Before we applied for the mod are payment was 1350 now after we get approved for the mod the payment is 1900 and change. It is through chase and am really fed up with them right now. After doing the run around with them for over a year they come back with this. Is there any steps that I can go through to make this make sense to these people. How can they expect us to make payments that are higher if we where asking for help with the lower payment?


Posted (edited)

It happens alot.

 

Several reasons for this, could be any or a combination:

 

1) converted to PI loan vs an I/O only loan

2) escrow is now included - no longer are taxes and HOI paid separately, but now are in the mortgage (this alone is not really an increase in payment)

3) The income intitially provided, often verbal, is very different upon documentation, higher upon documentation than the initial prequal income. Very common income is understated upon a non-documented pre-qual. People give net income vs. gross, people give gross income vs. true gross (I've seen folks subtract out $3,000 for monthly contribution to 401k's and it will be added back in to monthly gross in underwriting) - people leave out income - in many different ways. One type of example that is common is business owners - Looking at homeowners finacials that had initially claimed about $2k in rental income, and then reviewing the tax returns and schedules, turns out they expensed out $120,000 a year in depreciation of their rental properties- that is not an out of pocket expense, it is added back on - but it a HUGE addition to monthly income.

 

# 3 is probably the number one reason with # 2 coming right behind. For the most part, when a pymnt goes up, it is because the borrower was already under 31% on the pre-qual, but based on the information, often verbal, on the pre-qual showed they were above 31% and trial was extended based on the verbal being documented. Except when it is documented, the income was understated on the prequal.

Edited by cinderella
Posted

The mortgage is for $365,000 the home at the corner of my street at equal size and build date just sold for $250,000. Is there any way to do a principal reduction with Chase?

Posted
The mortgage is for $365,000 the home at the corner of my street at equal size and build date just sold for $250,000. Is there any way to do a principal reduction with Chase?

If they didn't give it to you already -- no.

 

You have to understand prinicipal reduction is something the lender will do VERY VERY last

Posted

If they dont know what the house is worth how would they know I owe way more then its worth? I never had an appraisal done for the modification paperwork. Is it worth them taken the home instead of lowering principal to what the current value is?

Posted
If they dont know what the house is worth how would they know I owe way more then its worth?

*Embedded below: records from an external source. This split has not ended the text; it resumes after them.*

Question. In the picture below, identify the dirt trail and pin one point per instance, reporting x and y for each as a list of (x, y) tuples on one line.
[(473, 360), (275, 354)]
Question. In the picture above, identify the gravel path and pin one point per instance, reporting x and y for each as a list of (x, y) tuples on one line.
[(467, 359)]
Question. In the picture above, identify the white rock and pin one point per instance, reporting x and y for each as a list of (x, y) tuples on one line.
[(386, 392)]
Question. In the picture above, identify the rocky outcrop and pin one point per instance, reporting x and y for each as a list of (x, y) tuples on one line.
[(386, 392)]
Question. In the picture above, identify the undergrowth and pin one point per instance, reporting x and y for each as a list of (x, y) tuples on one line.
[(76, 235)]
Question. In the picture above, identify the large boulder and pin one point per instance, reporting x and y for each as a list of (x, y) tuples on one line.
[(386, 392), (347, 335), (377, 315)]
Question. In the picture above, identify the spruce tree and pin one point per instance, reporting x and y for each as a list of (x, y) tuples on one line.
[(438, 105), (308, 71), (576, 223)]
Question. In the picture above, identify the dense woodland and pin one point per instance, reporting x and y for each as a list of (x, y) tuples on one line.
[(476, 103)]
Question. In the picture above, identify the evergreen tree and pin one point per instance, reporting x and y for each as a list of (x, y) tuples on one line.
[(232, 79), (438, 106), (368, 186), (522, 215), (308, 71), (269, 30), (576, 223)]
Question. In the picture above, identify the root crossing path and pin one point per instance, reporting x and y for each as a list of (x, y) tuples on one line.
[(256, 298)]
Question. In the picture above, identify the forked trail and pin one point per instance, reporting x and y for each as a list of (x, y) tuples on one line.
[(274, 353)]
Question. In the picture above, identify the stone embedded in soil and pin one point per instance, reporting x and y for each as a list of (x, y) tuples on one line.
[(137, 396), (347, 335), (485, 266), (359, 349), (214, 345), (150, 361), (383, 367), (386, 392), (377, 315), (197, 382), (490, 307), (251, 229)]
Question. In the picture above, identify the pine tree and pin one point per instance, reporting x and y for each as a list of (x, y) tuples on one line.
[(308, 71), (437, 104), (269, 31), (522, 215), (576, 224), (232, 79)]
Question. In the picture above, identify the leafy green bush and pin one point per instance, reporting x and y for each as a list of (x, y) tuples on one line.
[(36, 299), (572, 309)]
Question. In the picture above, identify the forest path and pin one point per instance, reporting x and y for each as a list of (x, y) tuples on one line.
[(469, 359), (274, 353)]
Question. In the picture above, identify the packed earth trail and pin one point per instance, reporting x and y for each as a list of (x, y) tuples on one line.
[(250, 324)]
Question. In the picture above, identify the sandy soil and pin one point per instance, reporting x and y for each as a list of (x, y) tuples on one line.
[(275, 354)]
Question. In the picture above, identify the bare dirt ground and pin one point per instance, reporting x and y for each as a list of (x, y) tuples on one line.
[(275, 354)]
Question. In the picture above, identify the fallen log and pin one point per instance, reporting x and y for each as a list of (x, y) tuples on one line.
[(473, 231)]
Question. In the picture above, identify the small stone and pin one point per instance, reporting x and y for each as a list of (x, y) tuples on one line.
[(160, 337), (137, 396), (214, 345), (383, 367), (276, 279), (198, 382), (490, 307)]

I never had an appraisal done for the modification paperwork. Is it worth them taken the home instead of lowering principal to what the current value is?

 

The lender trust me already bordered an appriasal (they will probably not tell you what the amount is, you would pay for your own one)

 

If the investor participates in HAMP prinicpal reduction is a TOOL (and the LAST TOOL) used to get your pymts to 31% of gross income. Meaning -- they will create ballon pymts, extend term, etc before they do prinicipal reduction. In MOST cases they can create enough balloon pymts to get it to that point without doing prinicipal reduction to get it to that point.

 

I have yet to see a prinicipal reduction modifiation -- it's not in the best interest of the lender to WANT to do one.

Posted
The mortgage is for $365,000 the home at the corner of my street at equal size and build date just sold for $250,000. Is there any way to do a principal reduction with Chase?

 

I've never seen a principal discharge on a first. And I have probably seen well over 1000 modifications.

 

A deferral yes, never a discharge on a first.

 

Three things I always look for with an upset borrower unhappy w/ their loan mod and has made their way to me -

 

1) pre-qual income - vs. documented income

2) was escrow added to the mod (this confuses some homeowners who don't realize their payment did not really increase

3) value of home/state (I see Florida and I'm thinking this borrower is significantly upside down and wants a "principal reduction")

 

I pull up the last appraisal/bpo/avm and check it against the principal owing on a mod. Just to get a feel for the borrower and their intent on calling - is the issue they are 200K upside down, is the issue they are not receiving their trial payment - do they not understand escrow?

 

People don't always tell you it a principal reduction they are seeking, they tell you they can't afford the payment, they tell you their tpp was lower, they tell you they were told something else.

 

I spoke with a homeowner recently that had their P and I payment reduced by 60% and was very hostile saying things like "I see how fast you were to take the TARP MONEY AND YOU DO NOTHING FOR HOMEOWNERS!!!" Crazy a homeowner has their p and i reduced by 60% and is on a tirade.

 

They were also 150K upside down, the issue wasn't they had an affordable payment nor that they actually received a great mod. The issue was they were enraged their home was upside down $150k and they wanted a reduction.

 

It is a hardship program based on inability to pay. Not based on restoring a bad investment. The HAMP guidelines do not restore bad investments. Now while servicers and lenders may not have perfected systems and mistakes and bottlenecks happen, from what I see, they will follow the guidelines to a T on modifications. There is no negotation, there is no judgment.

 

If an underwater homeowner is upset over the value of their home, the only negotiations I've seen on this end were not under modifications, but under deed in lieu's and short sales.

 

Eventually the converstation usually turns to a homeowner being upside down and that is the real issue w/ the homeowner. Not affordability, but as an investment.

 

For the most part, I understand their frustration. Sometimes they are being unrealistic and greedy. A homeowner $1ok upside wants their principal reduced, but they went from a 8 to a 2 percent interest rate for five years with a lifetime cap of 4.5 percent. And they are taking the worse time in the real estate market and demanding the lender reduce to their opinion of value when they have a significant reduction in their payment based on HAMP. They would never be able to qualify for these terms elsewhere and are pushing it, I tell these people they are welcome to decline their modification and refinance or sell their house for better terms - or they can take an amazing term and wait out the relatively small amount they are upside down knowing in four years, they will still be at 2 percent.

 

For the ones significantly upside down, I understand if they want to walk. For the ones signifcantly upside down, there is very little point in telling them the market will turn in a few years and they can wait it out - 200k upside probably isn't coming back next year. But the only reduction in principal will be on a short sale/dil or foreclosure. I don't make the rules............but I know them.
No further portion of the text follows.